In a sane world, statements outside `BEGIN` would be an unconditional error.

grogers•2mo ago

Autocommit mode is pretty handy for ad-hoc queries at least. You wouldn't want to have to remember to close the transaction since keeping a transaction open is often really bad for the DB

evanelias•2mo ago

Lack of autocommit would be bad for performance at scale, since it would add latency to every single query. And the MVCC implications are non-trivial, especially for interactive queries (human taking their time typing) while using REPEATABLE READ isolation or stronger... every interactive query would effectively disrupt purge/vacuum until the user commits. And as the sibling comment noted, that would be quite harmful if the user completely forgets to commit, which is common.

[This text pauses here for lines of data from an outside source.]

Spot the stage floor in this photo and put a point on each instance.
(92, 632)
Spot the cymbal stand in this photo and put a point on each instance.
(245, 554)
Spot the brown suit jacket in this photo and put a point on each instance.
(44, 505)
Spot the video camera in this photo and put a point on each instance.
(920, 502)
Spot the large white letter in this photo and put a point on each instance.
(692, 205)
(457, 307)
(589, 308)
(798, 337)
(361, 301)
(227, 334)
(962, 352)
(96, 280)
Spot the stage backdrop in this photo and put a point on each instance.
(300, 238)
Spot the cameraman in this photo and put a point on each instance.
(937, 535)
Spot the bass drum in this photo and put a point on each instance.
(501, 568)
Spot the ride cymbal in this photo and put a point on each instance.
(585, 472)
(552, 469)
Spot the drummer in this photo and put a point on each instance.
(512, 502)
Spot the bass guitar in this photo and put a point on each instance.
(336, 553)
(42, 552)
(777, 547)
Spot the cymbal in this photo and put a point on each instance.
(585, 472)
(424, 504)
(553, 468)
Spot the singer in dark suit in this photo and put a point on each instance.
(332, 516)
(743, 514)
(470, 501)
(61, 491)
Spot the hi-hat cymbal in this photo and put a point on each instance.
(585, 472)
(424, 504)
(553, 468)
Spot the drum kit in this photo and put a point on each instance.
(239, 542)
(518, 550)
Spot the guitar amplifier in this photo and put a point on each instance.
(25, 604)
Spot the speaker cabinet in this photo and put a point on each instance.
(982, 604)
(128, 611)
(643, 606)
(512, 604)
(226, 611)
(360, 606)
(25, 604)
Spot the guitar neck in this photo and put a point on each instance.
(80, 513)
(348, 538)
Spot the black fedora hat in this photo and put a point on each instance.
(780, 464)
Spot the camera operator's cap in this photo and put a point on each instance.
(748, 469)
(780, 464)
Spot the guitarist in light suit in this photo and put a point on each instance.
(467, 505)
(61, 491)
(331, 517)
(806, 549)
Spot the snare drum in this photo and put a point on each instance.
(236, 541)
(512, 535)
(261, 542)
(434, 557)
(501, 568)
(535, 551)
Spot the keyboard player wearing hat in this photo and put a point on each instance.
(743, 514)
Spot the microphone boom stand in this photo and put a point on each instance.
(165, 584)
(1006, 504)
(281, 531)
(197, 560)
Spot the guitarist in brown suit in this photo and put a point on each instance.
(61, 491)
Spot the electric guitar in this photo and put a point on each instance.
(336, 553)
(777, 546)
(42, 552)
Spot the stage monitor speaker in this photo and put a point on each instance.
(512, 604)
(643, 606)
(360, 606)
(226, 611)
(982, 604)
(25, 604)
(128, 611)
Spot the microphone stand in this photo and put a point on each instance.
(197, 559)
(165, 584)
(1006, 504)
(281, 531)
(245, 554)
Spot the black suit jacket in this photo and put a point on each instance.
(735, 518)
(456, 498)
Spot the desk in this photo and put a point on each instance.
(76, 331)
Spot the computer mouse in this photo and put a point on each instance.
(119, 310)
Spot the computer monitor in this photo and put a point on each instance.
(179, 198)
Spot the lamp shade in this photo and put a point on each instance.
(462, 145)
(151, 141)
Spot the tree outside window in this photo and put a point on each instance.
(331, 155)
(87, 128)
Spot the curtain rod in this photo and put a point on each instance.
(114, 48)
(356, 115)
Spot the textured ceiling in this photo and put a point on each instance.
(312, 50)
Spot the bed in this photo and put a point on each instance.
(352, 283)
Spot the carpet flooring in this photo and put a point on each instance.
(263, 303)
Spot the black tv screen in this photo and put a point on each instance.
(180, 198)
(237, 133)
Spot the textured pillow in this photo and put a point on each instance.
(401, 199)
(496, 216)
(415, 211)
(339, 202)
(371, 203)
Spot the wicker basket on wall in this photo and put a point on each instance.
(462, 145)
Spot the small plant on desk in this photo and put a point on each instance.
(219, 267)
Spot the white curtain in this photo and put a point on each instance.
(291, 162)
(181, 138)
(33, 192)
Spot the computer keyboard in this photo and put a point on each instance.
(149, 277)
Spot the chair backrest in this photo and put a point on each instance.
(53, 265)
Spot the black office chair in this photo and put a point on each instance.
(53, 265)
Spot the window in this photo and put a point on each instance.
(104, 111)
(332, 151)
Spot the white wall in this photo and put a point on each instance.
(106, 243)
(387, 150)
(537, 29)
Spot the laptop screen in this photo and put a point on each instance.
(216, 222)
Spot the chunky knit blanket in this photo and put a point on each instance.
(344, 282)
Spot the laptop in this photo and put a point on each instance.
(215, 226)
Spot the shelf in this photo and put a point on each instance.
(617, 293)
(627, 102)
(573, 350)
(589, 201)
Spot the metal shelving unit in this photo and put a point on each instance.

In any case, that's a subjective opinion on database design, not a bug. Anyway it's fairly tangential to the client library bug described up-thread.

yencabulator•2mo ago

Is there any scenario in a sane world where a transaction ceases to be in scope just because it went into an error state? I'd have expect the client to send an explicit ROLLBACK when they realize a transaction is in an error state, not for the server to end it and just notify the client. This is how psql appears to the end user.

  postgres=# begin;
  BEGIN
  postgres=*# bork;
  ERROR:  syntax error at or near "bork"
  LINE 1: bork;
          ^
  postgres=!# select 1;
  ERROR:  current transaction is aborted, commands ignored until end of transaction block
  postgres=!# rollback;
  ROLLBACK
  postgres=# select 1;
   ?column?
  ----------
          1
  (1 row)
  
  postgres=#

evanelias•2mo ago

Every DBMS handles errors slightly differently. In a sane world you shouldn't ever ignore errors from the database. It's unfortunate to hear that a Python MySQL client library had a bug that failed to expose errors properly in one specific situation 16 years ago, but that's not terribly relevant to today.

Postgres behavior with errors isn't even necessarily desirable -- in terms of ergonomics, why should every typo in an interactive session require me to start my transaction over from scratch?

yencabulator•2mo ago

> why should every typo in an interactive session require me to start my transaction over from scratch?

That part would hold even for the MySQL auto-rollback implied above.

evanelias•2mo ago

No, the situation described upthread is about a deadlock error, not a typo. In MySQL, syntax errors throw a statement-level error but it does not affect the transaction state in any way. If you were in a transaction, you're still in a transaction after a typo.

With deadlocks in MySQL, the error you receive is "Deadlock found when trying to get lock; try restarting transaction" i.e. it specifically tells you the transaction needs to start over in that situation.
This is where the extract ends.